The Meigs County Health Department issued 90 food licenses last year. This year looks to be about the same. Food Licenses fall into one of two categories, RFE or FSO.
An FSO (Food Service Operation) is a business that sells individual portions of food to consumers. Examples of FSO’s include restaurants, schools, institutions such as jails or residential facilities and some food trucks. Typically foods from an FSO are already prepared and ready to eat.
An RFE (Retail Food Establishment) is a business that sells bulk foods, or foods that are meant to feed more than one person. Examples of RFE’s include grocery stores, gas stations, dollar stores, pizza places, and food trucks that are selling bulk items. Many times foods from RFE’s are not ready for consumption and require additional preparation. Think about buying groceries, these items usually require additional preparation. Pizza is an exception. Pizza shops sell prepared foods, however because a pizza is generally meant for more than one person, it is considered bulk and the shop must license as an RFE.
All RFE’s and FSO’s are required to be inspected by the local health department. The frequency of inspection depends of the level of risk established at the time of licensure. An RFE that packages and labels fresh meat is licensed at a higher risk level and requires more frequent inspections than an RFE that only sells prepackaged items. Likewise an FSO that doesn’t reheat products or serve a primarily high risk population is licensed at a lower risk level and doesn’t require as many inspections in the year as an FSO that does perform these activities.
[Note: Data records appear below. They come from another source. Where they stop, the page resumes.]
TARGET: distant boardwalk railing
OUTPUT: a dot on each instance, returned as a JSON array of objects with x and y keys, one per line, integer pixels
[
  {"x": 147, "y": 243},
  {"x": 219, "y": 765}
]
The Ohio Uniform Food Safety Code sets the following frequency of inspections.
RFE or FSO Risk Level 1 2 3 4.
Required Standard Inspection(s) per year 1 1 2 2.
In addition to the Standard Inspections, Risk Level 4 businesses also require 2 Advanced Inspections every year.
These inspections are intended to ensure that food code standards are met. These standards cover every aspect of the business from purchasing and cleanliness, to preparation and labeling. The health department accomplishes this goal by conducting the required inspections, educating the owners and employees about the food code and being available to answer questions. We also maintain an enforcement program to deal with those who do not comply in a timely manner.
Last year there were 382 inspections performed by the environmental health food safety program. The latest standard inspection report, from every licensed RFE and FSO in Meigs County, can be viewed at Meigs-health.com.
Dawn Keller works for the Meigs County Health Department.